Automated Image Analysis for Nuclear Morphometry Using H&E and Feulgen Stains in Prostate Biopsies
thesisposted on 2014-04-15, 00:00 authored by Kusuma Bapure
The thesis addresses the problem of analyzing prostate cancer biopsy image data. It describes an unsupervised semi-automated method for segmentation of Epithelial Nuclei in Hematoxylin and Eosin (H&E) stained Prostate Biopsy images and investigates its use in modeling the data and its effectiveness predicting cell alterations. Existing methods have largely focused on the use of Feulgen-stained prostate cancer biopsies in the analysis of Nuclear Morphometry due to its DNA staining capability. In this thesis the potential for the use of the more easily available H&E staining is investigated since H&E stains are widely used in medical diagnosis due to the simplicity in the staining procedure. Our results provide evidence that the H&E can yield a performance comparable to a reference method that uses Feulgen-stained biopsies.

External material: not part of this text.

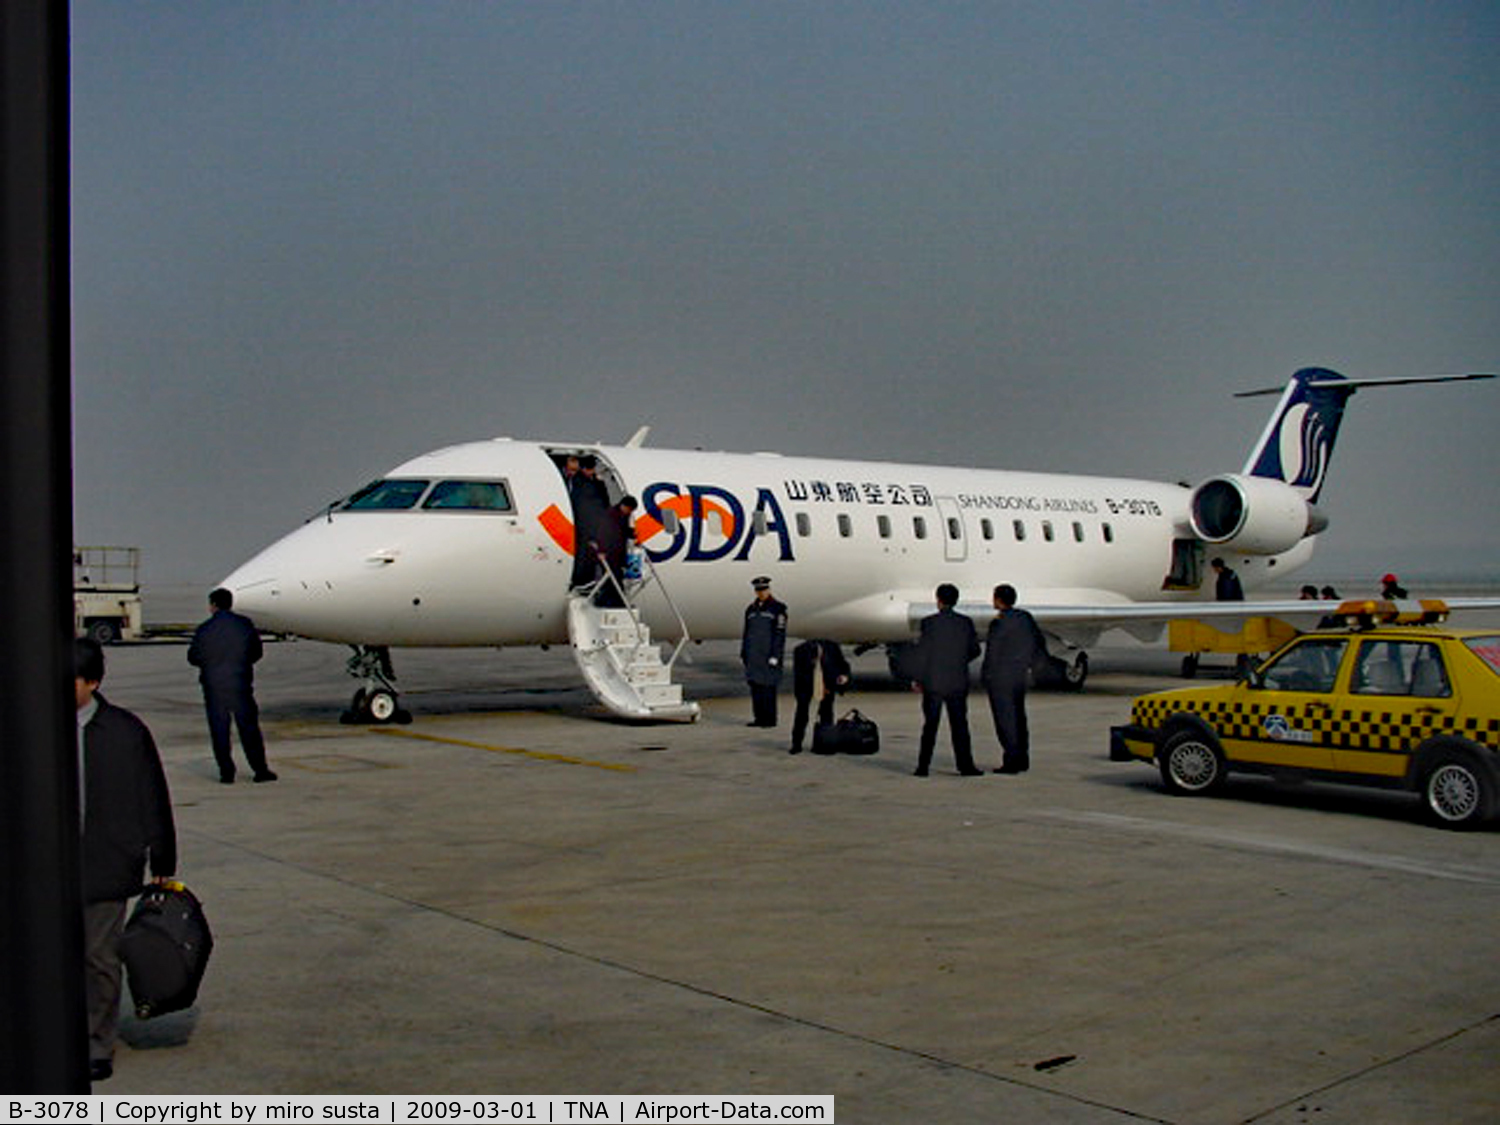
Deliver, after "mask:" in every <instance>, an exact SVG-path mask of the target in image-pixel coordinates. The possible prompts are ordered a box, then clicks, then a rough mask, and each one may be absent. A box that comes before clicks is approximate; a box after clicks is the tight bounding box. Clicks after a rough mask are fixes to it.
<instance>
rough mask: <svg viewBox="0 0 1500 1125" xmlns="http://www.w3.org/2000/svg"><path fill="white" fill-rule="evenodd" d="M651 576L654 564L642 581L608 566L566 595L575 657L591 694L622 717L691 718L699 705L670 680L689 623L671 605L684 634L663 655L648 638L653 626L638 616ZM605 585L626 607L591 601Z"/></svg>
mask: <svg viewBox="0 0 1500 1125" xmlns="http://www.w3.org/2000/svg"><path fill="white" fill-rule="evenodd" d="M646 565H648V567H649V561H646ZM651 580H655V571H654V568H652V570H651V577H649V579H648V580H645V582H640V580H625V582H624V583H621V582H619V580H618V579H616V577H615V574H612V573H609V571H607V567H606V573H604V576H603V577H601V579H600V580H598V582H595V583H594V585H591V586H585V588H582V589H577V591H574V592H571V594H568V606H567V628H568V639H570V640H571V642H573V658H574V660H576V661H577V667H579V670H580V672H582V673H583V681H585V682H586V684H588V687H589V690H591V691H592V693H594V697H595V699H598V702H601V703H603V705H604V706H607V708H609V709H610V711H612V712H613V714H616V715H619V717H621V718H634V720H660V721H681V723H691V721H693V720H696V718H697V714H699V706H697V703H694V702H690V700H684V699H682V685H681V684H673V682H672V667H673V666H675V663H676V657H678V655H679V654H681V651H682V648H684V646H685V645H687V640H688V636H687V622H685V621H682V615H681V613H676V607H675V606H672V612H673V613H676V619H678V624H679V625H681V627H682V636H681V639H679V640H678V642H676V645H675V646H673V649H672V654H670V657H669V658H667V660H663V658H661V646H660V642H652V640H651V628H649V625H646V624H645V622H643V621H642V619H640V606H639V595H640V591H642V589H643V588H645V586H646V585H648V583H649V582H651ZM603 589H613V591H615V592H618V594H619V600H621V601H624V606H597V604H594V597H595V594H597V592H600V591H603ZM663 594H664V591H663ZM667 604H669V606H670V604H672V603H670V598H667Z"/></svg>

In this study, a set of over 180 features are extracted from each image in a database of 42 Hematoxylin and Eosin (H&E) stained negative prostate biopsies. Grouped as Cases (subjects with no cancer on their initial biopsy and subsequently received a cancer diagnosis) and Controls (followed for an equivalent period of time without cancer being detected). Prostate biopsies stained with H&E are studied as test and training samples in comparison with the Feulgen stained slide results. A robust algorithm, implemented in Matlab, has been developed for semi-automated segmentation of glandular structures in histopathology imagery using an Aperio ScanScope. K-Means clustering algorithm and other morphological operations are used to pre-process the images to filter out irrelevant structures. The nuclei centers obtained with Radial Symmetry Transform act as regional minima for Marker Controlled Watershed Segmentation. The approach detects multiple nuclei from a closely spaced/merged cluster of nuclei. Architectural and texture features were measured for each cell image. The method provides good performance in terms of segmentation accuracy. In this preliminary study, the good agreement between the morphometric results and general histomorphologic data demonstrates the importance of nuclear morphometric analysis using H&E stains in benign prostate biopsies, which could be extended to other cancer types. The person-level Multi-Feature Score (pMFS) is produced by applying Logistic Regression to the reduced feature set. Its result is verified by an Area-Under-receiver-operating-Curve (AUC) value of 0.77.